A trip of one's own: How to enjoy traveling solo
An only-child, now an adult traveler, writes about how to enjoy and get the most out of seeing the world on your own.
The Washington Post
Northwest travel guides
Maybe it's because I'm an only child, but I like traveling alone.
There's a special sweetness to solitude. It's less complicated. There's nobody to blame if things go wrong, nobody to accommodate, no schedule to stick to but your own.
When I travel by myself, the three things I always take are a black wool shirt, a journal and a scrap of advice from G.K. Chesterton, who was famous for missing trains: "An adventure is only an inconvenience rightly considered. An inconvenience is only an adventure wrongly considered."
On my way home from Eastern Europe, I jotted down some things to remember about solitary traveling. My eccentric list:
• Live out of a small suitcase. Being alone is about being free. Lighter is freer.
• You don't have to have a plan. And if you do have one, why not change it on a whim? • Visiting a friend in an out-of-the-way village is going to yield more discoveries than checking in at one of the "1,000 places to visit before you die." Life is better with fewer checklists.
• If you have a choice, walk, don't ride. Traveling alone is about moving through places, not about getting to them.
• Trains are better than planes. Sit by the window. Talk to the person next to you.
• Drink less, think more.
• Traveling alone is partly about losing yourself and music is a good way to do that. Listen to what's local. Could be Mozart in Vienna or Used To Be Cyrus in Gaborone. And be generous when you pass a street musician. What are you going to do with all those coins when you get home, anyway? • You don't need to take the computer. Really.
• Since you don't have friends along, you'll be taking pictures of strangers. Ask before you shoot.
• Notice little things. Windowsills, doorknobs, sleeping cats.
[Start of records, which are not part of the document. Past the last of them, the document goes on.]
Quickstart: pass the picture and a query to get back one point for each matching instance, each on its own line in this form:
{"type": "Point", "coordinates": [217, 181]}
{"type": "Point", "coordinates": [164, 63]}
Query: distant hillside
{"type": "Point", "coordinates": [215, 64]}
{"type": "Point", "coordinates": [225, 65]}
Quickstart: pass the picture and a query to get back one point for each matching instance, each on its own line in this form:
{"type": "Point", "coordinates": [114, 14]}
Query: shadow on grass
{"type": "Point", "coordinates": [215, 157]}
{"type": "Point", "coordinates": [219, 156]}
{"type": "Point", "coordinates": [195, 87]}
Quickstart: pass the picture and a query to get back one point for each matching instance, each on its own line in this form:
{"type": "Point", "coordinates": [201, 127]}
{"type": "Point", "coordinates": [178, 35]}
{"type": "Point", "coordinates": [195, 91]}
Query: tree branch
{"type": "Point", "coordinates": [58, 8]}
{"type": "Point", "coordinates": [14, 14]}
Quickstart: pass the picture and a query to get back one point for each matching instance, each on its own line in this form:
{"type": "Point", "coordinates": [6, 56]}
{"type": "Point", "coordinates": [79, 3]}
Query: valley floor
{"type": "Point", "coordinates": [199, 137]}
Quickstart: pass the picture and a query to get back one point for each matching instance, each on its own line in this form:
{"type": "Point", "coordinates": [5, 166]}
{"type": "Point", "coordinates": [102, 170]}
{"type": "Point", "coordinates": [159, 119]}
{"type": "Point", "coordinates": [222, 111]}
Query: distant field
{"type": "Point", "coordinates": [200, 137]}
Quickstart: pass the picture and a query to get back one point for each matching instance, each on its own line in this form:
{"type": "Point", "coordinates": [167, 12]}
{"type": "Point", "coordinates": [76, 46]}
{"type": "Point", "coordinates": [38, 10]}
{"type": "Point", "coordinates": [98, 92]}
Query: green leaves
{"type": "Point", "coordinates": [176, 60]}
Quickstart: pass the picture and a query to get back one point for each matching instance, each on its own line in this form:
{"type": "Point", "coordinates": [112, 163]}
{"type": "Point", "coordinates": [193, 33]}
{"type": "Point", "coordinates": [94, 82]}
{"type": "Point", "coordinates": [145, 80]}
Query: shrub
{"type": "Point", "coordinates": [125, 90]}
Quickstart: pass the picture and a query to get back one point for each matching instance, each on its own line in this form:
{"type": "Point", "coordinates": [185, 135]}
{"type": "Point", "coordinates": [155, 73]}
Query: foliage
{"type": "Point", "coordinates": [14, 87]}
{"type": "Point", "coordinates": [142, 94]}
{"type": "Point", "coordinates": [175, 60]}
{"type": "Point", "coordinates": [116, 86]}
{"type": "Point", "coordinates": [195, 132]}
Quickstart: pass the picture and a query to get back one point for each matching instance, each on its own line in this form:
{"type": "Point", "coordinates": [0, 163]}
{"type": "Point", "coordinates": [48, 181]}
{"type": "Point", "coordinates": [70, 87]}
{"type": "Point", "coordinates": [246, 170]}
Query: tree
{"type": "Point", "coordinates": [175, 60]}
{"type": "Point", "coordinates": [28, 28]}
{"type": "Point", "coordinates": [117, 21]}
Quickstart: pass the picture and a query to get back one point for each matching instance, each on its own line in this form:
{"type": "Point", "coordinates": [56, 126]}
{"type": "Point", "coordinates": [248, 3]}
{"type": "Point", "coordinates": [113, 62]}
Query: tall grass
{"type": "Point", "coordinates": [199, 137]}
• Everybody in the world seems to walk around with a backpack. You know what? They're uncomfortable. Be different. Slip a notebook into your pocket, clip a camera to your belt and go.
• You know a lot less history than you think. Set aside a quiet evening now and then to read a little.
Follow your hunches and keep an eye out for weird attractions. I've detoured for a spider museum, a toilet museum, a medieval apothecary museum and, my all-time favorite, the bat tower in the Florida Keys. Eccentricity carries itself with special grandeur.
• Take along a good paperback, and after you've read it, give it to someone you meet.
• Traveling alone will remind you how much you miss your parents. Mine traveled very little, but when I see something that would have caught their eye or made them smile, it doesn't seem as though it has been two decades since they died.
• If you visit a church, why not light a candle and absorb the stillness?
• Now and then, you'll come across a jerk — a nasty clerk, a spoiled child, a surly seatmate. Think of it as God reminding you to be kind to strangers.